4 thoughts on “Silent Sorority: The Memoir”
I just spent the weekend reading this book and I loved it. One of the things that had me laugh out loud (I definitely thought I had the monopoly on this one) was the use of birth control pills after failed fertility treatments to get rid of her periods. It sounds like a crazy thing for an infertile woman to do, but it’s one of the best gifts I ever gave myself, after five years i.e. 60 monthly reminders of my infertility – I’d had enough. Of course I have a sound medical reason to take them (endometriosis) and that’s what I tell anyone who finds out that I do. But the truth was right there in Pamela’s book!
I am childless through illness and hysterectomy at the age of 30 and a couple of months before marriage. I was offered a chance of surgery to remove some endo damage and then IVF. We declined as the stress was too much and the chance or it working, very small. I didn’t want to risk my health or a potential child by invasive and then, new treatment. My consultant approved and afterward told us that I would have had to have a hysterectomy as the endo was so bad, we don’t regret that decision although I do sometimes feel sad. Does that make me selfish? I don’t think so. We have a good marriage and I have been free to look after elderly or ill family.
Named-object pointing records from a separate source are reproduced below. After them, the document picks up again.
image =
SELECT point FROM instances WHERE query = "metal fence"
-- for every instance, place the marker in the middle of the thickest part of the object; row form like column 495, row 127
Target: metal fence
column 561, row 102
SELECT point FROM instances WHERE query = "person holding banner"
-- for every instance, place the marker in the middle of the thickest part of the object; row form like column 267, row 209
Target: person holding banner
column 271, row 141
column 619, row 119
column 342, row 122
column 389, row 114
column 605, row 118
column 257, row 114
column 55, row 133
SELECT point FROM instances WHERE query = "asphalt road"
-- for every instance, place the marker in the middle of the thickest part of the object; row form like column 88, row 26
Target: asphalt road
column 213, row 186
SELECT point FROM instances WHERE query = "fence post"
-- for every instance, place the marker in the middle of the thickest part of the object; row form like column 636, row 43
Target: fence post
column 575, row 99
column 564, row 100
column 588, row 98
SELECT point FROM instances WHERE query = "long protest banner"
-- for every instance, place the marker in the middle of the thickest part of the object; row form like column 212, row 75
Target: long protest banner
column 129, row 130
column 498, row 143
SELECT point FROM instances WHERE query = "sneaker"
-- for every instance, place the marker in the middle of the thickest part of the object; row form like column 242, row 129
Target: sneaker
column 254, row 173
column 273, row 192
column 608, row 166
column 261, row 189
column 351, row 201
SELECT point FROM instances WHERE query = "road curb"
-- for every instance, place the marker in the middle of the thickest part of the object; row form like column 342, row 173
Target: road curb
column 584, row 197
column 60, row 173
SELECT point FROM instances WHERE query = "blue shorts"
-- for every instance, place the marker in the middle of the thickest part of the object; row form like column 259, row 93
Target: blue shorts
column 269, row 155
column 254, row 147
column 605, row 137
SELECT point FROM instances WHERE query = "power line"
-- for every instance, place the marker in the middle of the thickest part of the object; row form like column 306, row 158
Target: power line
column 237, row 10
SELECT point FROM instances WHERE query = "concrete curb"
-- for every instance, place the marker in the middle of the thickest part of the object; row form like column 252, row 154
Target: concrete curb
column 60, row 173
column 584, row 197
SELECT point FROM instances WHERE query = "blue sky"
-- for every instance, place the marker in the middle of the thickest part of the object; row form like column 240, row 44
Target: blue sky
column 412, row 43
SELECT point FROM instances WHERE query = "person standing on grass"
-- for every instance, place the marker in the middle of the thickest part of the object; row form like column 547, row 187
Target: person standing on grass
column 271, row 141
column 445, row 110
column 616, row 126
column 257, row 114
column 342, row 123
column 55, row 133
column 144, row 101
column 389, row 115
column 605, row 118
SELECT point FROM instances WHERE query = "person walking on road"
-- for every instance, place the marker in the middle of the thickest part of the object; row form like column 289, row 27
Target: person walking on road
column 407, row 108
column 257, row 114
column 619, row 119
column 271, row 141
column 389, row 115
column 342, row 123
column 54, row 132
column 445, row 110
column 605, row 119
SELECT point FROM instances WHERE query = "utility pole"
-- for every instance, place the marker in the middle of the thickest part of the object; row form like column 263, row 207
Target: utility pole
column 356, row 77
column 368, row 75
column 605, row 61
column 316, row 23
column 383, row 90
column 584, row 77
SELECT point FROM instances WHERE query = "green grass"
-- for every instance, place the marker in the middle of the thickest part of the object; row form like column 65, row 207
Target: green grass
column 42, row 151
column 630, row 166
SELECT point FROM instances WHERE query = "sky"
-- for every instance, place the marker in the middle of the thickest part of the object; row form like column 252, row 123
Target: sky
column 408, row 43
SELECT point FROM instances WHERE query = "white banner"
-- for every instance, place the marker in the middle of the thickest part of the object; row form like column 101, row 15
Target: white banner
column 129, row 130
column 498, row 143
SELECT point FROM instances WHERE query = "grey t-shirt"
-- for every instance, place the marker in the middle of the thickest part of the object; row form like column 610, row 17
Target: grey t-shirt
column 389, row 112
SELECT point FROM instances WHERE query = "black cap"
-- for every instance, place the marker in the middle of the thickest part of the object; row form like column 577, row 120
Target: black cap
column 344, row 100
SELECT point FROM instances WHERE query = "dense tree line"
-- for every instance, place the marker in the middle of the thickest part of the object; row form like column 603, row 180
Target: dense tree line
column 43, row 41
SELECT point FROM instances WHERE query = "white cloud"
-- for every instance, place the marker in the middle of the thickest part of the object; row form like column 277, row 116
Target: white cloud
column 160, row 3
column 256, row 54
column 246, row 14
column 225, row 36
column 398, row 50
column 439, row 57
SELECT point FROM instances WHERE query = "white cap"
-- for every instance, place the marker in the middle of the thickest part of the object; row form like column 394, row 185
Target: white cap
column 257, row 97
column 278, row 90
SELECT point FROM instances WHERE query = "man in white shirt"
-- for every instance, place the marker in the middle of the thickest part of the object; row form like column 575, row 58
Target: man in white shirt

I am a Mom-by-adoption. I am eternally grateful for that journey; my ultimate goal of being a Mom, was fulfilled by two beautiful gifts of life -pre-schoolers when they came “home forever”- with huge losses of their own. We are filling the holes in each other’s hearts.
I will always be a part of your silent sorority because although my grief has found its place in my life, it will remain with me until my dying day. I’ll never forget crying out, “How could God do this, first I didn’t have a Daddy (he died when I was 7) and now I can’t have a Baby??” The loss of the natural course of things as a woman… getting pregnant, being pregnant, giving birth, breast feeding, holding a newborn, sharing all of that with my husband – was at the time excruciating for me. I had so much hope when starting infertility treatments – all we ever heard about was the success stories. I kept joining support groups, but quickly found out that really, they were groups to support you until you were successful. The quiet, crying, sad ones, like me, quietly faded away.
And so, I am glad to know that you all are here. We have survived. We are able to live with the recurring grief as we pass though different stages of life and face that primary loss over and over again. And so, most appropriately we remain silent. But we can know that we are never alone.